The underlying mechanism driving this gradient venous bias effect is likely related to blood volume and deoxyhemoglobin concentration effects in large veins, with the strongest effects occurring in voxels with high proportions of venous blood (Bianciardi et al., 2011). These effects are expected to be exacerbated in voxels containing larger draining veins, because these reflect oxygen accumulation from further away rather than a BOLD response from surrounding neural tissue (R. Turner, 2002). Here all metrics were found to be higher in and close to smaller veins, as compared to larger ones (Figure 5). Using the formula (y=35dυ1.5 with y = distance, d v = diameter of veins) from R. Turner (2002), veins with a diameter between 0.3 and 2.5 mm drain tissue from a distance up to 5.75–138.35 mm, respectively. Therefore, the signal measured from larger veins arises from a larger area, while the signal for smaller veins is more local. For larger veins, averaging contributions from several local areas could result in a dampening effect on local fluctuations, leading to a lowering of the amplitude of most metrics. Further, some of the larger veins detected here are located in regions prone to signal loss, additionally contributing to reduced rsfMRI‐derived values.

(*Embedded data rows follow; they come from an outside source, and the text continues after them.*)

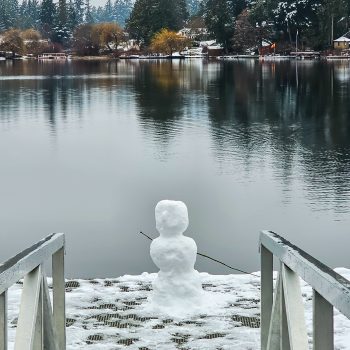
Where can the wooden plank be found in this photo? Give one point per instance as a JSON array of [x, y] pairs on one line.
[[3, 321], [38, 333], [284, 340], [329, 284], [50, 339], [266, 294], [273, 342], [28, 310], [59, 306], [294, 310], [17, 267], [323, 323]]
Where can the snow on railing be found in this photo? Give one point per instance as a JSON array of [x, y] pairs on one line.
[[283, 323], [40, 325]]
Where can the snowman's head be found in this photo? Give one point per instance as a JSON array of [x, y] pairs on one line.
[[171, 218]]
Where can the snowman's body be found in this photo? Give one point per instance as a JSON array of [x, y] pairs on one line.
[[178, 283]]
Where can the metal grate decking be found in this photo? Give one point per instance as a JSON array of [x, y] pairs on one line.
[[120, 322]]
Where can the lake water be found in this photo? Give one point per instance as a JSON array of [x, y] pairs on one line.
[[89, 148]]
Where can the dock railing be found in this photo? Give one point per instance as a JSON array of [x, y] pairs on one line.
[[283, 325], [40, 325]]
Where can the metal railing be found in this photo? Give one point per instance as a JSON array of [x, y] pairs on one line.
[[40, 325], [283, 325]]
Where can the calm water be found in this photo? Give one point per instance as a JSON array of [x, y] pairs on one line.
[[89, 148]]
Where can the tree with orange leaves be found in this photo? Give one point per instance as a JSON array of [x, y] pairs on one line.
[[167, 42]]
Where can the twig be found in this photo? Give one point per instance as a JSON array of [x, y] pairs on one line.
[[217, 261]]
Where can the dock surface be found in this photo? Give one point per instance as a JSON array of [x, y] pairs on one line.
[[112, 314]]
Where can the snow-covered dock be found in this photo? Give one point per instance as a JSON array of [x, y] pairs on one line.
[[112, 314]]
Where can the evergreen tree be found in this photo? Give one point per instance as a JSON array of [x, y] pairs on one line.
[[79, 8], [47, 17], [108, 13], [29, 14], [61, 32], [193, 7], [88, 12], [8, 14], [122, 10], [72, 18]]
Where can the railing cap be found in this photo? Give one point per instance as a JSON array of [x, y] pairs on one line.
[[328, 283], [18, 266]]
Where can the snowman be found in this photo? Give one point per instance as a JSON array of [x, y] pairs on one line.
[[177, 287]]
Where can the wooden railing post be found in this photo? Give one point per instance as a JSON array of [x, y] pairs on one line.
[[323, 327], [59, 306], [266, 293], [3, 320]]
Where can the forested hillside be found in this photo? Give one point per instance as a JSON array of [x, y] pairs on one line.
[[236, 24]]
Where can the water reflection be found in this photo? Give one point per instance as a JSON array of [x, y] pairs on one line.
[[235, 140]]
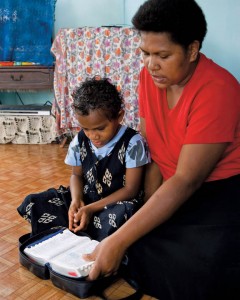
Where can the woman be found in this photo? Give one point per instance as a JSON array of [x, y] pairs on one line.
[[184, 243]]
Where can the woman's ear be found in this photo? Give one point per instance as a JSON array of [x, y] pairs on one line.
[[194, 50]]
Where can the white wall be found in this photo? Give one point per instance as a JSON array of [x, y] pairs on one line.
[[222, 42], [79, 13]]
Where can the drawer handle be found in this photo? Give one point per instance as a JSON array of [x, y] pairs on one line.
[[17, 79]]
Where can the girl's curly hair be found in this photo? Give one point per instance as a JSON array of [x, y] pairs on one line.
[[97, 94]]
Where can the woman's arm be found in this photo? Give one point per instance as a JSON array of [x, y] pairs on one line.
[[152, 176], [195, 164]]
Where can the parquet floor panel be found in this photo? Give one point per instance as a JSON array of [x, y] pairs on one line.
[[26, 169]]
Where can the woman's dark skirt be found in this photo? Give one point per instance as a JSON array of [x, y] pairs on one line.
[[195, 255]]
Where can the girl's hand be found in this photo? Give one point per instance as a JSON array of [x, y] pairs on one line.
[[73, 209], [82, 218], [107, 255]]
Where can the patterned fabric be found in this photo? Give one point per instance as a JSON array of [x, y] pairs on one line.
[[47, 209], [80, 53], [136, 155], [26, 31], [102, 178]]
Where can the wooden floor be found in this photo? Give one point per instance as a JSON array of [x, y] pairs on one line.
[[26, 169]]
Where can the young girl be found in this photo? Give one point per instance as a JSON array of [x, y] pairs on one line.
[[107, 161]]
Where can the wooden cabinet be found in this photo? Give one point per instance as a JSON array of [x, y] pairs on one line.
[[26, 78]]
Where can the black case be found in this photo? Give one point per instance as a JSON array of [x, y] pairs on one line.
[[79, 287]]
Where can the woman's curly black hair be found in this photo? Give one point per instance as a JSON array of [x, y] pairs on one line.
[[184, 20], [98, 94]]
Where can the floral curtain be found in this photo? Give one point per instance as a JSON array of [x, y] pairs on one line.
[[80, 53]]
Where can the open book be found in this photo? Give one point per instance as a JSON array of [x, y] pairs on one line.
[[63, 251]]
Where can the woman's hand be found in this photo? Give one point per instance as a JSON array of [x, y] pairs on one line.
[[107, 255]]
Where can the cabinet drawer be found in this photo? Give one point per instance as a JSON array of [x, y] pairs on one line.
[[26, 78]]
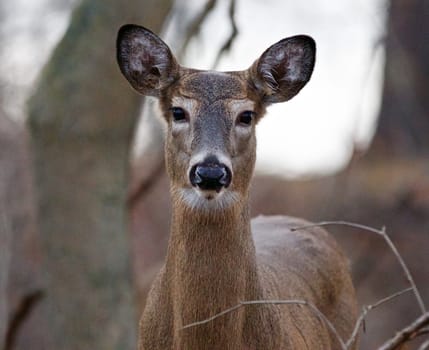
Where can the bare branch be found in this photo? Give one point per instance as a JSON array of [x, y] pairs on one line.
[[367, 309], [195, 26], [234, 32], [406, 333], [312, 307], [424, 346], [389, 242]]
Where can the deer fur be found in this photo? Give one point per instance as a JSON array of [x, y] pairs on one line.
[[217, 256]]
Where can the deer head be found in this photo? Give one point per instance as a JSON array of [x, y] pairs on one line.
[[211, 116]]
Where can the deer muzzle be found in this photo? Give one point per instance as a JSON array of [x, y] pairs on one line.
[[210, 176]]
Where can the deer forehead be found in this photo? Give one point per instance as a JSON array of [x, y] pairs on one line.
[[224, 93]]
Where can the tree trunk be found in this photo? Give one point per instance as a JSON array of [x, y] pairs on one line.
[[403, 127], [81, 119]]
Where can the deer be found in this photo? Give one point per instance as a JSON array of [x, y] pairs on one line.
[[217, 256]]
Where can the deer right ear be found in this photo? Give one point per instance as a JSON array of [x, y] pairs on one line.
[[145, 60]]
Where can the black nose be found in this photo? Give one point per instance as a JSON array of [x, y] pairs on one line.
[[210, 176]]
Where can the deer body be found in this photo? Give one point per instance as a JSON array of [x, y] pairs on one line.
[[217, 257]]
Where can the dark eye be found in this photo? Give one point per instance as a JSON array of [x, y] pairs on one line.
[[179, 115], [245, 118]]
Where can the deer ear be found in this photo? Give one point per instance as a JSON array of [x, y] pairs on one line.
[[145, 60], [284, 68]]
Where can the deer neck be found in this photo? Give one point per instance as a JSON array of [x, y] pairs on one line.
[[211, 265]]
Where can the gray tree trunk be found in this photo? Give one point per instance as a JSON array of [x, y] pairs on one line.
[[81, 119], [403, 126]]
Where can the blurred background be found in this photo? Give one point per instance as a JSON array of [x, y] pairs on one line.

At larger distances, similarly, higher values were detected away from small veins, but lower values for larger veins. This phenomenon may partly be because we cannot detect the numerous veins that are smaller than 0.3 mm (Bollmann et al., 2022). Since the vascular tree is composed of progressively smaller veins at each branching point, a large number of voxels are likely located closer to a vein smaller than 0.3 mm. However, since we cannot detect these veins, these voxels will be classified as being closest to one of the smaller veins detected by our technique (0.3–0.5 mm) because these veins are more ubiquitous in our maps. Therefore, the distance measure for the smaller veins detected here may in part reflect an integration of the contribution of a large number of smaller undetected veins within an area of 5.75 mm (R. Turner, 2002). This could mask distance effects similar to those of larger veins, since the distance detected may not accurately reflect the actual distance to a vein in instances where a smaller vein is close‐by but not detected. This effect is likely to be less present for the larger vein sizes detected here since our ability to accurately detect nearby smaller branching veins means that voxels are therefore more likely to be classified as being closer to those smaller branching veins. This hypothesis is consistent with the fact that fewer voxels are detected further from veins with larger diameters. In addition to these effects, we found that KCC‐ReHo and Cohe‐ReHo also have low values close to larger veins. ReHo is based on regional homogeneity, and since larger veins contain more dHb with a larger susceptibility shift (He & Yablonskiy, 2007), larger veins could therefore have a stronger effect on these metrics (Kay et al., 2019).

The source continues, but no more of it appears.